Energy companies have been given the go ahead to explore Forestry Commission land for renewable energy projects.
The scheme, which has qualified support from Friends of the Earth and WWF Scotland, could see about 200 additional wind turbines being erected.
Those behind the plan said communities directly affected by any development would also be given the chance to invest in local schemes.
The Forestry Commission Scotland (FCS) estate covers about 10% of the country.
In south west Scotland, Scottish Power Renewables (UK) will work with the commission to develop land in Dumfries and Galloway and Arran.
PNE Wind UK has been chosen as the preferred developer for schemes in Stirlingshire, Cowal, the Trossachs and Tayside.
In Argyll, Lochaber, Invernesshire and the Northern Highlands, E.ON Climate and Renewables UK Developments Ltd will look to develop renewable schemes, while Fred Olsen Renewables will oversee any developments in Grampian.
Juliet Swann, from Friends of the Earth Scotland, said: “Forestry Commission lands should be looked after for the public benefit in a way that increases their value to society and the environment.
“Given that some Forestry Commission Scotland and has thin soil and high winds – conditions which are not ideal for trees, but typically great for wind turbines – it makes sense to look at other suitable uses, such as renewable energy.

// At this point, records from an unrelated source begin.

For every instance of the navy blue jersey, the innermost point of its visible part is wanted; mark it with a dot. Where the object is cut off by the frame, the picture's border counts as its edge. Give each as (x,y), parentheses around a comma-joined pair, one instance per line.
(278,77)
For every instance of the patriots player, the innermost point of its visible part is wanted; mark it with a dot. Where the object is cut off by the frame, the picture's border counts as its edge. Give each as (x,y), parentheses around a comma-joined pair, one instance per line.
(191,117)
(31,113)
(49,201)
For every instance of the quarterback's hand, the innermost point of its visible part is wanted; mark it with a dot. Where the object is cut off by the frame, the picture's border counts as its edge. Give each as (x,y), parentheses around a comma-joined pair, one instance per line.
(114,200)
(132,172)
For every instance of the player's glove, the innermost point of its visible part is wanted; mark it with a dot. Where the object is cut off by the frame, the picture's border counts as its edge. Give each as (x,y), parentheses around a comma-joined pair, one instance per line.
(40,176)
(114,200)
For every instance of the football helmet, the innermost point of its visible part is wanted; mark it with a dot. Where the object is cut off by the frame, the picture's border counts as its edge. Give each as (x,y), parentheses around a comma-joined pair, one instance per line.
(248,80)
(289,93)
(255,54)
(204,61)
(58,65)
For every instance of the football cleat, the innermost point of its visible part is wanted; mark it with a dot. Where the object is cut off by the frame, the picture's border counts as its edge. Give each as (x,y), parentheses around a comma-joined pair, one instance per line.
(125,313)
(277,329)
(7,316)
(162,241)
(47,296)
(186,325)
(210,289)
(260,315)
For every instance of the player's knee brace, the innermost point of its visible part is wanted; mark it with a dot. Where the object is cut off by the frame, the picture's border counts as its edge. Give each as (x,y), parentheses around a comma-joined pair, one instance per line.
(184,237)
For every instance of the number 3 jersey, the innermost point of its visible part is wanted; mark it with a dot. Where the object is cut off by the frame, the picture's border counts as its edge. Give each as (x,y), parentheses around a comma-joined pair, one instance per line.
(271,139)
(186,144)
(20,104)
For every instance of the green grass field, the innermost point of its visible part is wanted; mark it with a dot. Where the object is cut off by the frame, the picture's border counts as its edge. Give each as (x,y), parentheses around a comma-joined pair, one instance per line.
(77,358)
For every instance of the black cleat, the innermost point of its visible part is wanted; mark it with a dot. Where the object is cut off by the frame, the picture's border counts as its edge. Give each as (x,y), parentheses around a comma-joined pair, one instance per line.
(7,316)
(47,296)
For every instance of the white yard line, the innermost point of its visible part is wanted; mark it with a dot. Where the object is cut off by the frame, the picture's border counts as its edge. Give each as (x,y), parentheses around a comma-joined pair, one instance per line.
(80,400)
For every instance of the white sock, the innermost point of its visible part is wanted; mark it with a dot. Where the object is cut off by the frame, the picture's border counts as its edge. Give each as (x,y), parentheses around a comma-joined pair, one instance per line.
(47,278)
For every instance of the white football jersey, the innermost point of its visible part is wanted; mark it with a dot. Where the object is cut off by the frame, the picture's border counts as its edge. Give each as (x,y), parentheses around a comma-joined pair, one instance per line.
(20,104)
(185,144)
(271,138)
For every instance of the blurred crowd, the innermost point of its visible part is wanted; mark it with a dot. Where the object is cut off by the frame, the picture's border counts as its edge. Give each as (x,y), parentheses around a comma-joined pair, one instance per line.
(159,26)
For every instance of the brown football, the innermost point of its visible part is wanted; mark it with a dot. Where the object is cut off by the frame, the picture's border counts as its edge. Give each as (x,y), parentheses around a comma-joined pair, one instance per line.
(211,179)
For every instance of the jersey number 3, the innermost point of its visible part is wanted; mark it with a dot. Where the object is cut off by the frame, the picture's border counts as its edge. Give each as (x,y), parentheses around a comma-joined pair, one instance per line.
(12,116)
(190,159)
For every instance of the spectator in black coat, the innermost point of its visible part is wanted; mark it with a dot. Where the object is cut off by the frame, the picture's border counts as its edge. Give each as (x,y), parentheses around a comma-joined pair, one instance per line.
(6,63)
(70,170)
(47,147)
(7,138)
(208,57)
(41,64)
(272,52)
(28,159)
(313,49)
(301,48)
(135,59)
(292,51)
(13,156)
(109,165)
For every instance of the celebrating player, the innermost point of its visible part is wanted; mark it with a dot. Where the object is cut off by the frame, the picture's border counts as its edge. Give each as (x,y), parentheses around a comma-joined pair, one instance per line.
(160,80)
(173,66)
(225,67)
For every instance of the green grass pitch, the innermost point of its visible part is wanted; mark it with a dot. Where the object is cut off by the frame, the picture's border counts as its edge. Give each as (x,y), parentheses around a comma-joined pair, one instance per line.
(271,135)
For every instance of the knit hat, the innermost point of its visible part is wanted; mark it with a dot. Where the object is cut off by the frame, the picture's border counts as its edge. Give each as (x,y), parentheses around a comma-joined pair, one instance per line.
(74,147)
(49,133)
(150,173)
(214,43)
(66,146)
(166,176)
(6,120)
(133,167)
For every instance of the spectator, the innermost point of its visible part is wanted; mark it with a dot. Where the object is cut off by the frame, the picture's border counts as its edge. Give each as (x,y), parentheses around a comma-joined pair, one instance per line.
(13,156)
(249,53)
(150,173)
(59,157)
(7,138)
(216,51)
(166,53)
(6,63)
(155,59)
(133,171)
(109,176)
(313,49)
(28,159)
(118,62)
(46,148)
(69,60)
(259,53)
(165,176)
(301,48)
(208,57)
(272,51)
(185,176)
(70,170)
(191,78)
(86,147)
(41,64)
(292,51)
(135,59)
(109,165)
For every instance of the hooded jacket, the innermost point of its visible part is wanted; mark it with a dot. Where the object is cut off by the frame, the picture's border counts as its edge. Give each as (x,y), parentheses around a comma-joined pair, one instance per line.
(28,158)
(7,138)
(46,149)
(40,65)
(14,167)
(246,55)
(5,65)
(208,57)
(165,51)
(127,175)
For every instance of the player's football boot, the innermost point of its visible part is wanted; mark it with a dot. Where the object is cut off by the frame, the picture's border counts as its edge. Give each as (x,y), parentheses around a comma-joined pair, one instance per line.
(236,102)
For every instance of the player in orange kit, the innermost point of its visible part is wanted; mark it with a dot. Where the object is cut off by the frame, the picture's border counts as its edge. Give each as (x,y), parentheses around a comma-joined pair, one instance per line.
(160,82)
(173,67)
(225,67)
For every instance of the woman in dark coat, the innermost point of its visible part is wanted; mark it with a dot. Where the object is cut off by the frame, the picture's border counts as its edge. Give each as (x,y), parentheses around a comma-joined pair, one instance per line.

“This initiative should add to the diversity of use, and increase returns for the public, as long as it is developed taking proper account of complementary forestry, public access and biodiversity interests.”
Environment and Climate Change Minister Roseanna Cunningham said all prospective projects would be carried out in an environmentally sensitive way and would have to observe local planning rules.
She added: “I am particularly pleased that communities have the potential to benefit from these projects.
“Communities in the vicinity will receive a leading edge annual payment which can be re-invested into the development.
“In addition, these same communities can add their own funds to get a greater stake in the schemes.”
Developers will now spend eight months working up a list of suitable wind sites in their allotted locations.
As a result of the agreement, it is estimated that about 500MW of additional wind capacity could be installed on the national forest land in Scotland.